This was posted by kirk_florida13 in another thread. This is the only way I have to move it here.
Guys, can you help me in the puzzle white hats? I will show you the Puzzle
The Puzzle: Cannibals ambush a safari in the jungle and capture three men. The cannibals give the men a single chance to escape uneaten.
The captives are lined up in order of height, and are tied to stakes. The man in the rear can see the backs of his two friends, the man in the middle can see the back the man in front, and the man in front cannot see anyone. The cannibals show the men five hats. Three of the hats are black and two of the hats are white.
Blindfolds are then placed over each man's eyes and a hat is placed on each man's head. The two hats left over are hidden. The blindfolds are then removed and it is said to the men that if one of them can guess what color hat he is wearing they can all leave unharmed.
The man in the rear who can see both of his friends' hats but not his own says, "I don't know". The middle man who can see the hat of the man in front, but not his own says, "I don't know". The front man who cannot see ANYBODY'S hat says "I know!"
How did he know the color of his hat and what color was it?

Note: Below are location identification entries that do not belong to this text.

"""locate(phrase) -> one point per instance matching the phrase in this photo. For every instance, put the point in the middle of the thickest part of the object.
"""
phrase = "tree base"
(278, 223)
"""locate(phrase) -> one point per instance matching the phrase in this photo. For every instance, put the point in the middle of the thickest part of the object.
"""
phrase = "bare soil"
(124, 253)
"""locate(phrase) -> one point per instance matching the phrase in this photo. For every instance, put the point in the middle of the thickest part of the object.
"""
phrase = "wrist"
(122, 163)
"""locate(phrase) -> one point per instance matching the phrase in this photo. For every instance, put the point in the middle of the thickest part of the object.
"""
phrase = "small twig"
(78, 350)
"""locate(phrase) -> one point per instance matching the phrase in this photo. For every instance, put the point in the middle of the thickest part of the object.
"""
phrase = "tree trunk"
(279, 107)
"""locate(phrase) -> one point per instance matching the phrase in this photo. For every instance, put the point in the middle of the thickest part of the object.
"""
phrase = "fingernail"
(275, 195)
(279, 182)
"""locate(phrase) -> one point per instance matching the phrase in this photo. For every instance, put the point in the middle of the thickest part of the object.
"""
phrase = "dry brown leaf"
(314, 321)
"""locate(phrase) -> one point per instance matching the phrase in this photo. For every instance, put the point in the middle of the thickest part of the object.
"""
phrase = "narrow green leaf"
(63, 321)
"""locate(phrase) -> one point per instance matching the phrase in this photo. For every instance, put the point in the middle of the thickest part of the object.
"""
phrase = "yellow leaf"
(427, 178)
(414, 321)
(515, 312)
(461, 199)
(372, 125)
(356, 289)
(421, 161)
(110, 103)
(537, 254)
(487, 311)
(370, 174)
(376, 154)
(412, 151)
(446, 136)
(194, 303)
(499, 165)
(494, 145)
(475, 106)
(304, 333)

The man in front knew he was wearing a black hat because he knew the first man did not see two white hats and he knew that the second man did not see one white hat because if he saw a white hat, the second man would have known that his hat was black from hearing the first man's statement.
(I am really confused with the second man. Please help.)
In mathematics, you don't understand things. You just get used to them.
I agree with you regarding the satisfaction and importance of actually computing some numbers. I can't tell you how often I see time and money wasted because someone didn't bother to run the numbers.
Welcome to the forum.
You are not the first to ask about this puzzle. I seem to remember a thread about it some time in the last two years.
I think the point you are missing is that the puzzle statement implies that the men respond in that order. So the middle guy not only has his own eyes to give him a clue. He also knows that the back guy has said he cannot tell.
Let's suppose I'm the middle guy. The back guy has said he cannot tell. What does that tell me? Answer: back guy cannot see two white hats; because if he could see two whites, he would know for certain his own was black.(there are only a maximum of two whites) So back guy is saying "At least one hat in front of me is black"
So if I (in the middle) can see a white in front of me I know that my own hat must be black.
But the middle guy says he doesn't know his own hat so he must be seeing a black hat on the front guy.
The front guy can make the same deductions and come to the conclusion his hat is black.
Hope that helps,
You cannot teach a man anything; you can only help him find it within himself..........Galileo Galilei
Of course this is all assuming that the guys aren't freaked out and can figure out what's going on.
The back guy and middle guy might be unable to think under the pressure and so just say "I don't
know". But then at least one of them must guess, so they have at least a 50/50 chance! I'm
not sure I could think under those circumstances!
Writing "pretty" math (two dimensional) is easier to read and grasp than LaTex (one dimensional).
LaTex is like painting on many strips of paper and then stacking them to see what picture they make.